L'usine de vaccins menacée de fermeture en Afrique du Sud
13 mai 2022Il y a un an, l'Afrique du Sud célébrait l'ouverture de la première chaîne de production de vaccins anti-Covid-19 du continent. Ce site de l'entreprise Aspen dispose des équipements pour la fabrication de vaccins à ARN messager. Cette technique copie, en quelque sorte, les informations contenues dans notre génome pour permettre la synthèse de protéines nécessaires au bon fonctionnement de nos cellules.
Mais aujourd'hui, cette usine sud-africaine risque d'être fermée en raison de la demande trop faible. Le président sud-africain Cyril Ramaphosa a appelé les organisations internationales et humanitaires à se procurer des vaccins auprès de fabricants africains. Un appel lancé lors du sommet virtuel mondial consacré à la Covid-19, organisé jeudi (12.05) à l'initiative des Etats-Unis, de l'Allemagne qui préside le G7 et de l'Indonésie qui préside le G20.
Les "on-dit"
Trisha secoue la tête quand on lui demande si elle est vaccinée : "Des gens sont morts après avoir été vaccinés, croit-elle savoir. Alors j'ai eu peur. Je ne veux pas risquer ma vie."
A 19 ans, cette étudiante du Cap a entendu de nombreuses rumeurs hostiles à la vaccination anti-Covid.
Elle raconte que seulement la moitié des membres de sa famille sont vaccinés. C'est un peu plus que la moyenne nationale puisqu’environ 40 % des Sud-Africains adultes sont complètement vaccinés.

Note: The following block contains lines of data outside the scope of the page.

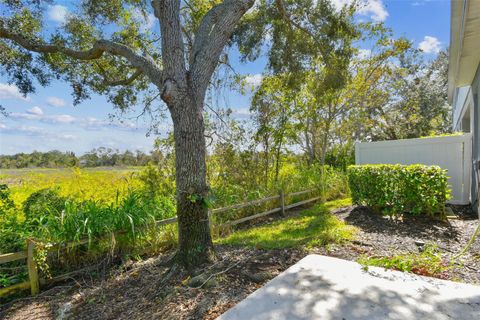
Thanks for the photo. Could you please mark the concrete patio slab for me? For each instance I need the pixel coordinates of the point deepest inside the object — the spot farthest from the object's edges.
(320, 287)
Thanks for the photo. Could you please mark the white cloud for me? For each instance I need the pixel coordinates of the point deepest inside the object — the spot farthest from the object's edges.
(61, 118)
(254, 80)
(430, 45)
(58, 13)
(35, 111)
(364, 53)
(55, 102)
(9, 91)
(375, 9)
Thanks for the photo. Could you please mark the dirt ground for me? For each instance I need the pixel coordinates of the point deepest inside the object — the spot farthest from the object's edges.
(151, 289)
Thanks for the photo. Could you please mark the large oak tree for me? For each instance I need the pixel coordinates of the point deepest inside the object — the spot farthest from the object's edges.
(105, 47)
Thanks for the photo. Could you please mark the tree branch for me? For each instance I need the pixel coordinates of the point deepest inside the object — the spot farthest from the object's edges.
(215, 30)
(125, 81)
(144, 63)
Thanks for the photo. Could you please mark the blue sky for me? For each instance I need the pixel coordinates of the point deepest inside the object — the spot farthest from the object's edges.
(47, 120)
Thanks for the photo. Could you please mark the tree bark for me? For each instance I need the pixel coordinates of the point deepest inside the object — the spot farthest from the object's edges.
(195, 241)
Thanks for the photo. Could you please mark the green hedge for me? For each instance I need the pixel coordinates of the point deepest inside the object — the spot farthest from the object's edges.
(398, 189)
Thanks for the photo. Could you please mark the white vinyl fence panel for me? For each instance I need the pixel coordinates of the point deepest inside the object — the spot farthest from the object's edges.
(451, 152)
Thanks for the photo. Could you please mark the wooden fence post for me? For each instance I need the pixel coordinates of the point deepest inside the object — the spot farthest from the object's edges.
(282, 202)
(32, 268)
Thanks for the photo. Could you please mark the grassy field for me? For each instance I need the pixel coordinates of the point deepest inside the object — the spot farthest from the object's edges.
(104, 184)
(312, 227)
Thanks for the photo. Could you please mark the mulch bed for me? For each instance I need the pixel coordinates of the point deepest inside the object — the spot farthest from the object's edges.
(151, 289)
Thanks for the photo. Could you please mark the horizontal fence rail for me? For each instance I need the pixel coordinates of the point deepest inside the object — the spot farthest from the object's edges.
(33, 283)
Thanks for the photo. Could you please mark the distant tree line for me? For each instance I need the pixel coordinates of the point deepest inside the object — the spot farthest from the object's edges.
(98, 157)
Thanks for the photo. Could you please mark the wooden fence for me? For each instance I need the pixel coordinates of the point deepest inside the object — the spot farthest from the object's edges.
(33, 283)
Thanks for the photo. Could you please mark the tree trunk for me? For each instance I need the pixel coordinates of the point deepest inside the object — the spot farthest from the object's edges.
(195, 241)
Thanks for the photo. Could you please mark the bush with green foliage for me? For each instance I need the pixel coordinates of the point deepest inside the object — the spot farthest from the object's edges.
(427, 263)
(397, 189)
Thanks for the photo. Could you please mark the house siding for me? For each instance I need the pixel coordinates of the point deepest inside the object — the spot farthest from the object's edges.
(475, 138)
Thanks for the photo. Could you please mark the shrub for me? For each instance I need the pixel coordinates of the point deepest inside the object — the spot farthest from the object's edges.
(397, 189)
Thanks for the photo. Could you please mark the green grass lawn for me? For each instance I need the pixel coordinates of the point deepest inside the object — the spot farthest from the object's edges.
(313, 227)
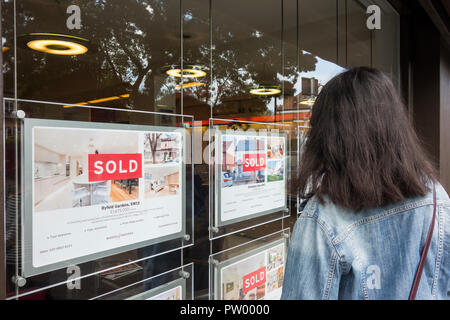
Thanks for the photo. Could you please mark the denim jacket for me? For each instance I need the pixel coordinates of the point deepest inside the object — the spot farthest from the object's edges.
(337, 254)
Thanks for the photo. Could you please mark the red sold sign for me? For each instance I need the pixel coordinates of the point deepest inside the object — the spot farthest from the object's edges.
(254, 162)
(254, 280)
(115, 166)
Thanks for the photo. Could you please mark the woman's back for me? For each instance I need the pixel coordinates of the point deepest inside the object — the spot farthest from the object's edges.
(337, 254)
(369, 185)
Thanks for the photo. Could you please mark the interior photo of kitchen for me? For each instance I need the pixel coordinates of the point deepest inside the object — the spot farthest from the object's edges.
(61, 167)
(161, 164)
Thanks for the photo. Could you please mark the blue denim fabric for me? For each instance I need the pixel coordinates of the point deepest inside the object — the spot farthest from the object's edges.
(337, 254)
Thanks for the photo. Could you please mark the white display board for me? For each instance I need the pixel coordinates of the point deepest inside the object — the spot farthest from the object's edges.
(251, 176)
(255, 275)
(99, 189)
(174, 290)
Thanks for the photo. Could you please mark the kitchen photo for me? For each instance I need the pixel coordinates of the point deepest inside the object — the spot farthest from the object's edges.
(275, 170)
(233, 275)
(60, 167)
(275, 147)
(232, 161)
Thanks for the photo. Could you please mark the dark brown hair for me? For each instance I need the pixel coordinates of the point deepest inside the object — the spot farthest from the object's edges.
(362, 151)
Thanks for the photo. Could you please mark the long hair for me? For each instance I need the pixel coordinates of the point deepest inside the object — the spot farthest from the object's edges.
(362, 151)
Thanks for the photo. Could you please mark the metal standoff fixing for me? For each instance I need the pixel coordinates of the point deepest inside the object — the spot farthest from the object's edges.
(19, 281)
(184, 274)
(19, 114)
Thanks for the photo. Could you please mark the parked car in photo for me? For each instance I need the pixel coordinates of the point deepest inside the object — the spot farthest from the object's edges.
(227, 181)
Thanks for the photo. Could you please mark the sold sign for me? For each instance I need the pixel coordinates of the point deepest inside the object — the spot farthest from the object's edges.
(254, 279)
(115, 166)
(254, 162)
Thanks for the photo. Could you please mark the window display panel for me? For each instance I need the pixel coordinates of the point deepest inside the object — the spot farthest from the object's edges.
(250, 173)
(253, 274)
(253, 171)
(171, 291)
(175, 284)
(119, 186)
(93, 193)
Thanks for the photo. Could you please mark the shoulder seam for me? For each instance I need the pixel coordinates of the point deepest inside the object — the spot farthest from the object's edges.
(327, 233)
(387, 213)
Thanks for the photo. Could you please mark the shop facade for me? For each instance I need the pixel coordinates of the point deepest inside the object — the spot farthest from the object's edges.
(150, 147)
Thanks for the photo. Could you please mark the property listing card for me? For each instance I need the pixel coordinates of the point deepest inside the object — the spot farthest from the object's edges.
(252, 176)
(95, 190)
(258, 276)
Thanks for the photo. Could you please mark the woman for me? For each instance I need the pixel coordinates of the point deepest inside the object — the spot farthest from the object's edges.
(369, 187)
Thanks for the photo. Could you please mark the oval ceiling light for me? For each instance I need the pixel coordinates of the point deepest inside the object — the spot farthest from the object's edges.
(190, 85)
(265, 90)
(57, 44)
(189, 71)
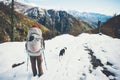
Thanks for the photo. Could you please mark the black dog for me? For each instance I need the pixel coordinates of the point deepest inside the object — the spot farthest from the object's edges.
(62, 51)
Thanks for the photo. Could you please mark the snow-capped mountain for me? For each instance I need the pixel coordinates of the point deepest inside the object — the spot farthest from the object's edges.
(88, 57)
(58, 21)
(89, 17)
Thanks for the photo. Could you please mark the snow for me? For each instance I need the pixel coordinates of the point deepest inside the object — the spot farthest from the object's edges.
(74, 65)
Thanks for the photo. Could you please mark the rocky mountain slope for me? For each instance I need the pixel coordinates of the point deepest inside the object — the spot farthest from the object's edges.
(59, 22)
(112, 27)
(21, 23)
(89, 17)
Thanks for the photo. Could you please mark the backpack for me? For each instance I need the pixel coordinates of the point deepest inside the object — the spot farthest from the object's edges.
(34, 44)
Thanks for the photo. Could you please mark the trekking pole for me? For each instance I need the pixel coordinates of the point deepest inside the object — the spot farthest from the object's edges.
(45, 60)
(27, 62)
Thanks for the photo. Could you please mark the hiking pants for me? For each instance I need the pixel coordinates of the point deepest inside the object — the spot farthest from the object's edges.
(38, 60)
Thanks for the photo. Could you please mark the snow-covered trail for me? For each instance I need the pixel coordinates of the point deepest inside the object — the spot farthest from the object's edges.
(74, 65)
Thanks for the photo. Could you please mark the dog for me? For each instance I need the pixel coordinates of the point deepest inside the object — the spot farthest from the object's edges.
(62, 51)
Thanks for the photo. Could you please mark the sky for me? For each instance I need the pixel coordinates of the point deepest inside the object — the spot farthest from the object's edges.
(109, 7)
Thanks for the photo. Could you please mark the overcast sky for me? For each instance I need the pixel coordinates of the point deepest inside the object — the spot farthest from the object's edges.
(108, 7)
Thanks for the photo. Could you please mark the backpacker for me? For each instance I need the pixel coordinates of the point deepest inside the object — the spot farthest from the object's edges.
(34, 43)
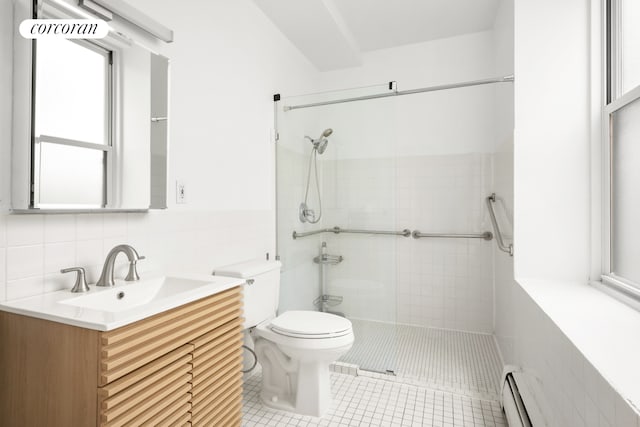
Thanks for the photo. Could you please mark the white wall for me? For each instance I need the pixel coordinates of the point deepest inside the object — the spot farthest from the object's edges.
(552, 128)
(226, 63)
(551, 210)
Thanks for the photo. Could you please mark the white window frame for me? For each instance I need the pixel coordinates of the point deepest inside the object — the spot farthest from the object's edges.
(619, 287)
(107, 148)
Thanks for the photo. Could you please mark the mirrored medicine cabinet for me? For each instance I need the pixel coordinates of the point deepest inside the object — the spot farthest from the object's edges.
(90, 120)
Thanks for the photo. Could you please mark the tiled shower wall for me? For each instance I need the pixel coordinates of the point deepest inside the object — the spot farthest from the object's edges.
(33, 248)
(445, 283)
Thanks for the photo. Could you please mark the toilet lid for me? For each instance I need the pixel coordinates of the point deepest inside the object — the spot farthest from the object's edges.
(310, 323)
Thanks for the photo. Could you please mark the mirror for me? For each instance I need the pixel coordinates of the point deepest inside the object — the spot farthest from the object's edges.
(91, 121)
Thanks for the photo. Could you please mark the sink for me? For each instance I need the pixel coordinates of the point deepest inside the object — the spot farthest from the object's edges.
(131, 295)
(104, 309)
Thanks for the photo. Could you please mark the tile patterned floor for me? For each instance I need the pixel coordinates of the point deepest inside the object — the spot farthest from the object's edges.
(459, 362)
(364, 401)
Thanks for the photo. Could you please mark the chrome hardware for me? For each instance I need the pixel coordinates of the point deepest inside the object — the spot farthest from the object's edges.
(503, 79)
(81, 281)
(106, 277)
(487, 235)
(499, 240)
(328, 300)
(328, 259)
(337, 230)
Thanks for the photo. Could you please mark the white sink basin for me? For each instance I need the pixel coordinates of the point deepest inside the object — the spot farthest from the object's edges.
(105, 309)
(117, 299)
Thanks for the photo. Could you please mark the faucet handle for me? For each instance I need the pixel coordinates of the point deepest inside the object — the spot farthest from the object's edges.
(132, 275)
(81, 281)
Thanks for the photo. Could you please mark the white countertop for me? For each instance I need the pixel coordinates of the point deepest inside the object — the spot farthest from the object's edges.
(49, 306)
(606, 331)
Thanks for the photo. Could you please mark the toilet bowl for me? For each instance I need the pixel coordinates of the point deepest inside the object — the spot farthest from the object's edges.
(295, 350)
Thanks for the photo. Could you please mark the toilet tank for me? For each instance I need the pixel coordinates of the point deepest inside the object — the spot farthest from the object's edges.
(261, 290)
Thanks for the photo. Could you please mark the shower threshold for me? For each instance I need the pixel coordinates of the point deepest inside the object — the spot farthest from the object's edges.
(464, 363)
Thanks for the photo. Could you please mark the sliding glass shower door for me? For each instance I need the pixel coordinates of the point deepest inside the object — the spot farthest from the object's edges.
(345, 263)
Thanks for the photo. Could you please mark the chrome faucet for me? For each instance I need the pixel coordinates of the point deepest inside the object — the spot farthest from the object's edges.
(106, 277)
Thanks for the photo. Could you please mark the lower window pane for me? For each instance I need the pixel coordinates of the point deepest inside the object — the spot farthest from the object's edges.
(71, 176)
(625, 175)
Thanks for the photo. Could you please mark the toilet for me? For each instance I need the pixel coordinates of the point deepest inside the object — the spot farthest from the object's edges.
(294, 348)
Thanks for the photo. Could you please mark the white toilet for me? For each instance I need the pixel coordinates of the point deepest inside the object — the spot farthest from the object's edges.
(295, 348)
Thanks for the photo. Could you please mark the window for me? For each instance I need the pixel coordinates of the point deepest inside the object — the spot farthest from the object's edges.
(71, 123)
(622, 167)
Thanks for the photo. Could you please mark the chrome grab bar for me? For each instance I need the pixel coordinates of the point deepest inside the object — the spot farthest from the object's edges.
(505, 248)
(338, 230)
(487, 235)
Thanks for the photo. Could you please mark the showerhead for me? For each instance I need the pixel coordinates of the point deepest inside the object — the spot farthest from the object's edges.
(321, 143)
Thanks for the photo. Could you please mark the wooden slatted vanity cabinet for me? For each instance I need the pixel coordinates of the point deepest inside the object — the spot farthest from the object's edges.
(180, 367)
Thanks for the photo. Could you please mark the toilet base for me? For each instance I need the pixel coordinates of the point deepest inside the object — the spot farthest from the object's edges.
(311, 394)
(296, 384)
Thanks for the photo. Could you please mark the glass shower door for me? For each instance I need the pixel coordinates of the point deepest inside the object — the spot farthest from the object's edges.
(353, 263)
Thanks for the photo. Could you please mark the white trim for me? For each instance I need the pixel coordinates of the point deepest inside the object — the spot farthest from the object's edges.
(623, 101)
(624, 293)
(137, 18)
(72, 142)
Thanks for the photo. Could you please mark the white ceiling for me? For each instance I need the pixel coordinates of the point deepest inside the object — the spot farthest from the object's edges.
(334, 33)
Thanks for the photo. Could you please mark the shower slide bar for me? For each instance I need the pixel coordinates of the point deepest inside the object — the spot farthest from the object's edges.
(338, 230)
(499, 240)
(487, 235)
(504, 79)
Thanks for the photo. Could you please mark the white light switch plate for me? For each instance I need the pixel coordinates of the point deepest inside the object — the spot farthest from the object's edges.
(181, 195)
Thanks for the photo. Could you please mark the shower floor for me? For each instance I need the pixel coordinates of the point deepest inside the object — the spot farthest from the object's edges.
(460, 362)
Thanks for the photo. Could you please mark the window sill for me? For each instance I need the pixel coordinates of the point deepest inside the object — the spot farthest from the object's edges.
(605, 330)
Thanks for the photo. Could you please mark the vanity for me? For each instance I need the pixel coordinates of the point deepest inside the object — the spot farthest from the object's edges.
(93, 360)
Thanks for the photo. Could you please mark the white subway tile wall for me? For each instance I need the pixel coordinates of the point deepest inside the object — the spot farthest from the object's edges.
(33, 248)
(443, 283)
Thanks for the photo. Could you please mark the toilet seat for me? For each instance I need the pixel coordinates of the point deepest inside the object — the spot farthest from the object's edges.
(310, 325)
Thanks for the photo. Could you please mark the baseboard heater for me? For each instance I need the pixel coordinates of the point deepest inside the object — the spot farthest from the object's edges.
(513, 405)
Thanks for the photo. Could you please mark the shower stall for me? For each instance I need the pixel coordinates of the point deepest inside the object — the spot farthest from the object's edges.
(383, 219)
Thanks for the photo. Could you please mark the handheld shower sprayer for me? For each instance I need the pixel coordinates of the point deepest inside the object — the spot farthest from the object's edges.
(320, 144)
(307, 214)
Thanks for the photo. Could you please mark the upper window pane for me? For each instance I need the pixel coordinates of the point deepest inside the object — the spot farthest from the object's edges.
(71, 91)
(625, 189)
(626, 33)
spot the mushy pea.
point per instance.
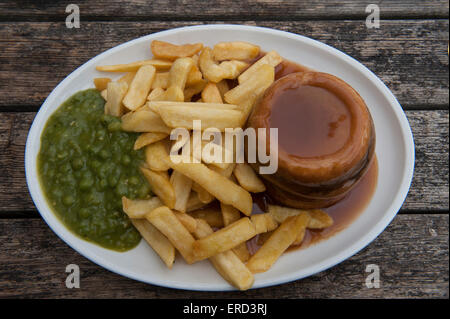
(86, 164)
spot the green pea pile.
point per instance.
(86, 164)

Sur l’ensemble du continent, seulement 15%, alors que l’objectif de l'Organisation mondiale de la Santé était une couverture de 70 % pour tous les pays d'ici à juin 2022. Jusqu'à présent, seules l'île Maurice et les Seychelles ont atteint ce chiffre en Afrique.
Pionnier sud-africain
Aspen Pharmacare Group est l’entreprise qui a commencé il y a un an à fabriquer des vaccins anti-Covid-19 en Afrique du Sud, dans la ville de Gqeberha.
La chaîne de production a reçu un financement à long terme de 600 millions d'euros de la part d'agences de développement, dont celle de l’Allemagne.
Le président sud-africain Cyril Ramaphosa avait qualifié cet accord d'"historique". Aspen avait déclaré pouvoir fabriquer plus de 200 millions de doses par an pour Johnson & Johnson. Ce chiffre n'a jamais été atteint.
Aspen a ensuite acquis les droits de fabrication de son propre vaccin, l'Aspenovax... mais aucune commande n’a été enregistrée, et l’usine risque de devoir se reconvertir.
Ce scénario inquiète le virologue Wolfgang Preiser, de l'université de Stellenbosch : "J'espère que ces sites, qui ne sont peut-être plus nécessaires à la production des vaccins anti-Covid, pourront être reconvertis pour produire d'autres types de vaccins", dit-il.
Et le scientifique poursuit : "Je ne sais pas si c'est possible pour les vaccins Johnson&Johnson, mais je parle surtout des vaccins à ARN messager (ARNm). Ce domaine a vraiment connu une énorme accélération pendant la pandémie. Beaucoup pensent qu'à l'avenir, nous disposerons de vaccins à ARN messager contre un certain nombre d'autres maladies, dont peut-être aussi contre le cancer."
Trop peu de vaccins produits en Afrique
Environ 60 % des vaccins anti-Covid-19 utilisés en Afrique sont passés par le mécanisme COVAX (COVID-19 Vaccines Global Access), soutenu par les Nations unies.
Seul environ 1 % des vaccins utilisés en Afrique sont actuellement fabriqués sur le continent. On est encore loin de la volonté affichée par les dirigeants au début de la pandémie, de voir 60 % de tous les vaccins produits localement d'ici 2040.
Six pays africains ont obtenu de l’aide de l’OMS pour établir leur propre site de production de vaccin à ARN messager. "Les vaccins produits en Afrique doivent être obtenus en Afrique et pour les gens en Afrique. C'est vital pour la sécurité sanitaire du continent aujourd'hui et demain", a conclu Cyril Ramaphosa lors du sommet virtuel.